The Need for Modular Data Science Solutions

Usman Kamran

Prior knowledge:
No previous knowledge expected

Summary

Data science solutions have an evolving scope. Modularity needs to be inherent in both the development process and the delivery process in order for data science projects to translate into scalable enterprise-ready solutions. This talk will delineate how to accelerate adoption of data science solutions into the development pipeline through piecewise, iterative development.

Description

Data science projects often start off as experiments. In order to develop a solution, the problem needs to, naturally, be scoped and clearly defined. A gap, however, exists between the development of data science experiments and their ultimate translation into enterprise-ready applications, capable of delivering insights. Integral to bridging the gap between data science projects and product delivery is the need for modular, sustainable development. Starting from the first line of code written, data scientists need to be thinking of how this code could eventually translate into a well-defined product that can return business value. Thinking modularly and adopting an API-first methodology early reduces the need for data science projects to be reworked once projects are passed on to development teams. Great data scientists think sustainably and naturally gravitate towards excellent development practices. Efficient data science solutions are easily parlayed into backend-ready code. By adopting a forward-facing mindset, data scientists can save their company months of time needed to rework their solution into a business-ready application.

There are three major keys to developing a scalable, sustainable data science solution: developing reusable code, making parallelizability a priority, and thinking about the infrastructure early. Firstly, functions are your friends! It is important to split code up into constituent pieces to avoid the need to redo work. Having a single function that can fit into a number of use-cases prevents long, messy Jupyter notebooks that, whilst being functional, are impractical and inefficient to utilize. Breaking down code into its constituent pieces helps solidify its impact both in the current project and future projects to come.

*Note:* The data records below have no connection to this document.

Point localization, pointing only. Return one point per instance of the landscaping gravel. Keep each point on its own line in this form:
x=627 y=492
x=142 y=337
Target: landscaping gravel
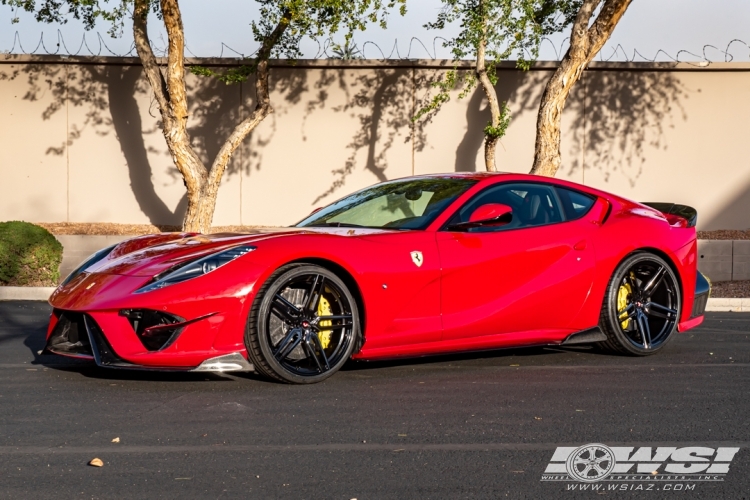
x=724 y=234
x=108 y=229
x=730 y=289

Secondly, for solutions that may require big data solutions, use parallelizable development approaches. This involves incorporating Python’s multiprocessing library, utilizing Dask, and venturing into the world of Scala and Spark. In a world where multi-core engines are increasing prevalent, it is imperative to use the parallelizability of the compute available. Code that can be multi-threaded can enable a multi-fold increase in efficiency in data processing. This expedites scalability and wide-scale user adoption. Think big early! Parallelizable code can be scaled up efficiently and has wide-ranging use-cases. Single-threaded development limits the scope of the project early.

Lastly, infrastructure is an important consideration to make early in the development of a data science project. Of note is the utilization of Docker containers to modularize the deployment of ready-to-deploy code. Containers can harness the use of scalable infrastructure, such as Kubernetes. With scalable compute on-hand, data scientists can quickly test their solutions on increasingly large datasets; thereby garnering a concrete proof of concept prior to translating the solution into a market-ready application. With the code having been modularized into containers and a scalable infrastructure already in place, stakeholders on the business front can also acquire an early understanding of the financial overhead required for the eventual adoption of the data science solution into an application. This practice can provide a quicker estimation of the financial viability of a project early on, allowing for time to evaluate the profitability of the solution prior to further investment.

In summary, modularizable code saves time, expedites development, enhances adoptability, and can enable successful, profitable data science solutions. Learning how to do develop efficient code starts with a modular mindset. By working smarter, you can make your data work harder for you!